El acto oficial reunió a integrantes del Gabinete Legal y Ampliado del Gobierno de México, quienes participaron en la guardia de honor en memoria del presidente y el vicepresidente asesinados en 1913, durante uno de los episodios más trascendentes de la historia nacional.
Acompañaron a la mandataria la secretaria de Gobernación, Rosa Icela Rodríguez; el secretario de la Defensa Nacional, general Ricardo Trevilla Trejo; el secretario de Marina, almirante Raymundo Pedro Morales Ángeles; y el director general del INEHRM, Felipe Arturo Ávila Espinoza.
La ceremonia reafirmó el compromiso del actual gobierno con los valores democráticos que impulsaron Madero y Pino Suárez.
Madero y Pino Suárez, referentes de la democracia mexicana
Durante su intervención, el director del INEHRM destacó que Madero y Pino Suárez ocuparon un lugar central en la historia del país al encabezar el primer gobierno democrático del siglo XX surgido de una revolución triunfante.
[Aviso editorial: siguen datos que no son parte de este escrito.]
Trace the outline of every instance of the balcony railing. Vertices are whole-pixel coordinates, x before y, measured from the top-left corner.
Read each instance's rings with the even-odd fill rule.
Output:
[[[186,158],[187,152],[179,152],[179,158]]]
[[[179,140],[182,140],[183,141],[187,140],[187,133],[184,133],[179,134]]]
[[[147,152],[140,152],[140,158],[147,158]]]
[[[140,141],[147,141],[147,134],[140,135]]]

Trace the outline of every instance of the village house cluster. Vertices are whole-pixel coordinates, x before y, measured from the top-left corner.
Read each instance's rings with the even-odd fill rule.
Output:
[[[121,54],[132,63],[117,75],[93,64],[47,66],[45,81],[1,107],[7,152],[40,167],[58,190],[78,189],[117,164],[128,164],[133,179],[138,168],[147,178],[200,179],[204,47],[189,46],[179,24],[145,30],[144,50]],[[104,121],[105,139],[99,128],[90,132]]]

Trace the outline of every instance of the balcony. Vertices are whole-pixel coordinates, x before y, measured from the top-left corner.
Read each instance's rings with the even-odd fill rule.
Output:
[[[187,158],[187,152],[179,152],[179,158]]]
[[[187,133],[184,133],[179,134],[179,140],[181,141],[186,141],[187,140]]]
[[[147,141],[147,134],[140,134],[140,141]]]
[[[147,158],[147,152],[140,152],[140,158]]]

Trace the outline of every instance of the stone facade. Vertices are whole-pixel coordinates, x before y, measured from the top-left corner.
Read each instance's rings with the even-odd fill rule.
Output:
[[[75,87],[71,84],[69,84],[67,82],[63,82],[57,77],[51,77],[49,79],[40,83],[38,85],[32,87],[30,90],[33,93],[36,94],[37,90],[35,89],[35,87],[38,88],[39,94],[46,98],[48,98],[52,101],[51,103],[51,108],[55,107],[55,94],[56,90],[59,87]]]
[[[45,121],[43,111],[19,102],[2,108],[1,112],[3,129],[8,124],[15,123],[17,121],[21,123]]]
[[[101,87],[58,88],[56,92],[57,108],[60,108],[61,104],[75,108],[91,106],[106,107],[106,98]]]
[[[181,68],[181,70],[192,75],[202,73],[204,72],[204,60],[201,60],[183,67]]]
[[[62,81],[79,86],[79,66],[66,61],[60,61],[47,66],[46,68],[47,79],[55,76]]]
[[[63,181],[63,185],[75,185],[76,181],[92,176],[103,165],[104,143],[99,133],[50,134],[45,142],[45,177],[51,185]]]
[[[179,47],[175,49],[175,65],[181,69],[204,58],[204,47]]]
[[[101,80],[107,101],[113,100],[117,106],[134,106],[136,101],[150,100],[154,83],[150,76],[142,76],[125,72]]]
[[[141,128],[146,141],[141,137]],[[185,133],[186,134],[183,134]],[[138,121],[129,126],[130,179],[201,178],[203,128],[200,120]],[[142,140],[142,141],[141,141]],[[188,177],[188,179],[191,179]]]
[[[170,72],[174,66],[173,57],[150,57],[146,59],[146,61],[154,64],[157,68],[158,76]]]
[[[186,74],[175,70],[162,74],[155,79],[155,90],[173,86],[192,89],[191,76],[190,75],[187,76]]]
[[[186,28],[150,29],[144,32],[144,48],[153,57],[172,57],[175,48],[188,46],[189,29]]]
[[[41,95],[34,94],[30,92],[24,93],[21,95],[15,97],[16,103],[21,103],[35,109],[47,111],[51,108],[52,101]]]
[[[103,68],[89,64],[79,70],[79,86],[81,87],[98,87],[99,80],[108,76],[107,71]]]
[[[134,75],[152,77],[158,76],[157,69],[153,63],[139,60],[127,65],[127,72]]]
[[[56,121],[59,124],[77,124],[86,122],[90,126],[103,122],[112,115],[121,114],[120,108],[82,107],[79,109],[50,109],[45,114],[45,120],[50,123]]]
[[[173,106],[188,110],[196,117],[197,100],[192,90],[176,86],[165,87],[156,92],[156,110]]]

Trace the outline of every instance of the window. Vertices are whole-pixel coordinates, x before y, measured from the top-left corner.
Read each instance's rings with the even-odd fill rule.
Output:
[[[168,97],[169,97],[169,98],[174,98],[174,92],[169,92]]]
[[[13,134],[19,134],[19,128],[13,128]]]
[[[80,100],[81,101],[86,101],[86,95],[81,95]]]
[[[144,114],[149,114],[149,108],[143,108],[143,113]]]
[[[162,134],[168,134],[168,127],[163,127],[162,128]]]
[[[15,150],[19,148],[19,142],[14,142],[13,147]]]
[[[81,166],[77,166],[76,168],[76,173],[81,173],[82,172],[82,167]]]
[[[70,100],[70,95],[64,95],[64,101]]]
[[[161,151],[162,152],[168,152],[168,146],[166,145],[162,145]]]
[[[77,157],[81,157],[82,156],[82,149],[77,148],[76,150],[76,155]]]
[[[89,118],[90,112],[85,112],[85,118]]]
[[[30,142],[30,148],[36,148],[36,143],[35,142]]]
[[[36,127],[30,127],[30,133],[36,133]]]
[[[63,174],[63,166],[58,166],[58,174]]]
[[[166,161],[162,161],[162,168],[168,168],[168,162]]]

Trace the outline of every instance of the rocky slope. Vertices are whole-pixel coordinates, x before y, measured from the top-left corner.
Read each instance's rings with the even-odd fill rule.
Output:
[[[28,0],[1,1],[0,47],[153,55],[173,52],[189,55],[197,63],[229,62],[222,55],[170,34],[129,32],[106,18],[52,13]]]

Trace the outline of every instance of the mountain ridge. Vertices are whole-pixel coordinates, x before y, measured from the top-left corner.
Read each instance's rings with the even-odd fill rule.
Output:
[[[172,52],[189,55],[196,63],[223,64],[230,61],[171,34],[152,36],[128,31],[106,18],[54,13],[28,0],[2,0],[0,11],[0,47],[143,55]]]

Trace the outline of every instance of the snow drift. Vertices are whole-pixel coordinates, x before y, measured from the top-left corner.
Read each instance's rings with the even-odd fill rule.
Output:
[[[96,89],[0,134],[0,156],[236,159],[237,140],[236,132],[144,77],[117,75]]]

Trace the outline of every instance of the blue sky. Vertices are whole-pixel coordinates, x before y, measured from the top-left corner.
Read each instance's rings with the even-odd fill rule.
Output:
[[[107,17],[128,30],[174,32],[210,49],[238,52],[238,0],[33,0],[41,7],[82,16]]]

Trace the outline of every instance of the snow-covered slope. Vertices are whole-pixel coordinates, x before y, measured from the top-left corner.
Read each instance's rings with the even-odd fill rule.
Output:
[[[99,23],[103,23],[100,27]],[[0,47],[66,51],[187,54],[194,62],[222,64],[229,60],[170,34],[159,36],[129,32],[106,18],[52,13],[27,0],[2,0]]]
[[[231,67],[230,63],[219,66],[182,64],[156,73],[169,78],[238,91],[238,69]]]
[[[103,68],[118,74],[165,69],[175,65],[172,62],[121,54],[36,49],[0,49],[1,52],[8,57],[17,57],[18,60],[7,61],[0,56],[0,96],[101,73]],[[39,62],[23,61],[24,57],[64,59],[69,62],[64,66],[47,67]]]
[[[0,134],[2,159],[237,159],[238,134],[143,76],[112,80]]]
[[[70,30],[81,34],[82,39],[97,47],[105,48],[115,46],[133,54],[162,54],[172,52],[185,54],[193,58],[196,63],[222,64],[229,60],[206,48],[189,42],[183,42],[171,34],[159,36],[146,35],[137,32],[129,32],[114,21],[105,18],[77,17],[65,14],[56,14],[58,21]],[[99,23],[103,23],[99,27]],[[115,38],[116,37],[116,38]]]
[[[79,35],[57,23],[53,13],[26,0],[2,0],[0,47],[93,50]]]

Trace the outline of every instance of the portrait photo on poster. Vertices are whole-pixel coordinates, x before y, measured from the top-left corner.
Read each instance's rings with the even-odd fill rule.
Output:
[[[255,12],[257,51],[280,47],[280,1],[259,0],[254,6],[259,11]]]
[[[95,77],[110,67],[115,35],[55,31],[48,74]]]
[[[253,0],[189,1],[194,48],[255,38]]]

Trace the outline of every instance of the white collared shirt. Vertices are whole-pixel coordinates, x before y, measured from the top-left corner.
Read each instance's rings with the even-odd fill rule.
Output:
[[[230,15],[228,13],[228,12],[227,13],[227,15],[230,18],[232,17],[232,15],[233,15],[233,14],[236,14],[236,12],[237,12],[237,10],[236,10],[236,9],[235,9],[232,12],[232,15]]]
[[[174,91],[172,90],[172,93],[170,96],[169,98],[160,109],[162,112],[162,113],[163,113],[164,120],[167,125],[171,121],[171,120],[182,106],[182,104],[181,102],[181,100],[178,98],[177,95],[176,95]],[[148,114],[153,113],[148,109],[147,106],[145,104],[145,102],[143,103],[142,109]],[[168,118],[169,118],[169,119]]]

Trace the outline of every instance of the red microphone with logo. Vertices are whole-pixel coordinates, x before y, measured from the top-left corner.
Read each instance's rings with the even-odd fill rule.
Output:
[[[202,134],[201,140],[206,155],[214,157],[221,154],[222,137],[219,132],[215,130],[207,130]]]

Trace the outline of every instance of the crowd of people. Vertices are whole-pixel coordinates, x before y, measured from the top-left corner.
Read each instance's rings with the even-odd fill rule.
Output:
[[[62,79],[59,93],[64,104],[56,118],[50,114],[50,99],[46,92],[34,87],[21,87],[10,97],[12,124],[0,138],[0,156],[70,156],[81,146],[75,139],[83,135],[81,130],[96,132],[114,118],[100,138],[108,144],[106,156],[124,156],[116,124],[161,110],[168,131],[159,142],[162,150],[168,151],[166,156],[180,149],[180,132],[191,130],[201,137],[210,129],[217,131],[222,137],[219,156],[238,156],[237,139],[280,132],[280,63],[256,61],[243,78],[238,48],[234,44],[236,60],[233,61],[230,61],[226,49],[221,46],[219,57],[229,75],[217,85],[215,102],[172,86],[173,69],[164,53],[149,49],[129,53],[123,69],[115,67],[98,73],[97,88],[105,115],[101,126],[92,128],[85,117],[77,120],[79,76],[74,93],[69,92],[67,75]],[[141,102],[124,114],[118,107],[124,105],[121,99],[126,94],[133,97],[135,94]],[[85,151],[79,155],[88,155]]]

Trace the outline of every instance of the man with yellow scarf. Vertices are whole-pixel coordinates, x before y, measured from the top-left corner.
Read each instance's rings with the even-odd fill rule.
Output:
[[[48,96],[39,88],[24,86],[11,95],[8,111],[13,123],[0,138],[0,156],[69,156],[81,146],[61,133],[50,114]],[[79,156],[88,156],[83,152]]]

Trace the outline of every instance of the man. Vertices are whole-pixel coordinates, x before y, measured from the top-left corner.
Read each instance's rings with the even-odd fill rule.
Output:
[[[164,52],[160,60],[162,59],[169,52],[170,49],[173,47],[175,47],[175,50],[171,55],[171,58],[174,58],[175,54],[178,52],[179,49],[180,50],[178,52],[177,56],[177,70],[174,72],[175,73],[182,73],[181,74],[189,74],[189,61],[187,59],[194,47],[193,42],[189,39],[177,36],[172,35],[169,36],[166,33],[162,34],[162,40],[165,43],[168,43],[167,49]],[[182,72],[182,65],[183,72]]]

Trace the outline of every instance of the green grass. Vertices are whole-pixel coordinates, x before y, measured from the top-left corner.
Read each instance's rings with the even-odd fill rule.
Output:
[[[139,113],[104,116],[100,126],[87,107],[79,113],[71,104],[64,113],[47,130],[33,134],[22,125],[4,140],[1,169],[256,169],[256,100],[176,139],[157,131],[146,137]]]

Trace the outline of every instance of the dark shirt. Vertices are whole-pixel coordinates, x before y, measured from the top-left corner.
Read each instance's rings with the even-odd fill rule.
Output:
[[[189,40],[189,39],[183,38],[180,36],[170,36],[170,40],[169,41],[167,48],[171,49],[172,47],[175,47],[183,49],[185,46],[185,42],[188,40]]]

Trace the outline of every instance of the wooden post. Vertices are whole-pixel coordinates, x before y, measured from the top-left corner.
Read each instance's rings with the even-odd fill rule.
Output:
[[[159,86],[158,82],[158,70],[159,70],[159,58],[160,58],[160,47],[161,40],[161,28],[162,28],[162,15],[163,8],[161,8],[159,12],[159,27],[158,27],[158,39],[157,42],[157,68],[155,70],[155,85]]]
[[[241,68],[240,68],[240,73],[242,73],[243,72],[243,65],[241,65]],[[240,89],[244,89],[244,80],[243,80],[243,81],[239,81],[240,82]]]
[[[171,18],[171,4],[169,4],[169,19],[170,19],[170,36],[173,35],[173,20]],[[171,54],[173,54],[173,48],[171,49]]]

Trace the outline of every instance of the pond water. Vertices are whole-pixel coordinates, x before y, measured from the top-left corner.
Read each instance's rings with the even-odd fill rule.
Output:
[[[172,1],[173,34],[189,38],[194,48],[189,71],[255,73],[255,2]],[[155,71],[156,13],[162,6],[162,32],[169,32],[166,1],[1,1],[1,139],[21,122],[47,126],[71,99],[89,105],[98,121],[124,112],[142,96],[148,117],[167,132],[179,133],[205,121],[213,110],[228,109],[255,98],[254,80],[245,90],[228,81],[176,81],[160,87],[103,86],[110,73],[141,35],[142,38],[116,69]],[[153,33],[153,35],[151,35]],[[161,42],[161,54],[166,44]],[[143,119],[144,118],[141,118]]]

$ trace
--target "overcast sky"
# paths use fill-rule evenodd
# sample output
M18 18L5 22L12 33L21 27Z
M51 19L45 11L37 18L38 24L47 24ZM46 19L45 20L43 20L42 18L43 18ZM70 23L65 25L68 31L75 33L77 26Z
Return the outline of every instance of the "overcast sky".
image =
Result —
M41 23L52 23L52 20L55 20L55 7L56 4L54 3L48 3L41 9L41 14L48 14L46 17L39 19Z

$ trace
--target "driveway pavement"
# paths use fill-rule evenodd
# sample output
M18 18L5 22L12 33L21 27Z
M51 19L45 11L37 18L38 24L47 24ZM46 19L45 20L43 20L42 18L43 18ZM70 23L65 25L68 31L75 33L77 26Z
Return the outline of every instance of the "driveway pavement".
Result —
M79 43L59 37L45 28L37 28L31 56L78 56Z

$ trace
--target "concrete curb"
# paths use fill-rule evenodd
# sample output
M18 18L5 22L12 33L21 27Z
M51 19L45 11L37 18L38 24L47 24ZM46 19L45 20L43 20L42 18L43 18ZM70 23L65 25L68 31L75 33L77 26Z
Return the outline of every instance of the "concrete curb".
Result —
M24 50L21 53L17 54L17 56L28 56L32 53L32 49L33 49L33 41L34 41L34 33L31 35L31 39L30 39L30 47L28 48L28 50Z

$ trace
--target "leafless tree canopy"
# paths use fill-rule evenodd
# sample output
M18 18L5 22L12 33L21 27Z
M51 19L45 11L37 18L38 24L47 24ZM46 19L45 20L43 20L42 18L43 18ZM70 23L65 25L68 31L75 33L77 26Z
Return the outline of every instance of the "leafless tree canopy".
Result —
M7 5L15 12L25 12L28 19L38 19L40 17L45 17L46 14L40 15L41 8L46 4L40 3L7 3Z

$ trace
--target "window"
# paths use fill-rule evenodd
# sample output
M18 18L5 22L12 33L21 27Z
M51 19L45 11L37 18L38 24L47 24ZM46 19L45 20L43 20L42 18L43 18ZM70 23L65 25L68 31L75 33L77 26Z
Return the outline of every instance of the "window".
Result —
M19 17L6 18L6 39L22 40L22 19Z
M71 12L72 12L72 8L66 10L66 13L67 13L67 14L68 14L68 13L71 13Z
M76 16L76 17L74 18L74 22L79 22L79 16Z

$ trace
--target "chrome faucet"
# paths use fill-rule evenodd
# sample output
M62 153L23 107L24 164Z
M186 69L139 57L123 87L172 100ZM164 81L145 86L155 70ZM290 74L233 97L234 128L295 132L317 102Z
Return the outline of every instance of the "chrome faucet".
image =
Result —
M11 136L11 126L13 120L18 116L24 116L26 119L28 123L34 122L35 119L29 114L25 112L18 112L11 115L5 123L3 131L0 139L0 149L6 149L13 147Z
“Fue un gobierno ejemplar que buscó atender las demandas sociales a través de las leyes y las instituciones”, subrayó.
Se resaltó que la grandeza de ambos personajes históricos radica en su congruencia, su humanismo, su respeto por la legalidad y su lealtad a los principios democráticos.
Francisco I. Madero es recordado como un símbolo de la lucha por el sufragio efectivo y la no reelección, mientras que José María Pino Suárez acompañó ese proyecto político que buscaba consolidar un México más justo e institucional.
Inspiración histórica para la Cuarta Transformación
En el marco de esta conmemoración, se señaló que el actual proyecto de gobierno retoma los ideales democráticos y humanistas de aquellos líderes revolucionarios.
El mensaje central fue claro: la memoria histórica fortalece la identidad nacional y la vocación democrática del país. La figura de Madero y Pino Suárez continúa siendo referencia obligada en los momentos clave de la vida política mexicana.
La ceremonia cerró con la guardia de honor, símbolo de respeto y reconocimiento a quienes marcaron el rumbo de México en una etapa decisiva.
A 113 años de su asesinato, el legado de ambos personajes sigue vigente como recordatorio de que la democracia y las instituciones deben defenderse todos los días.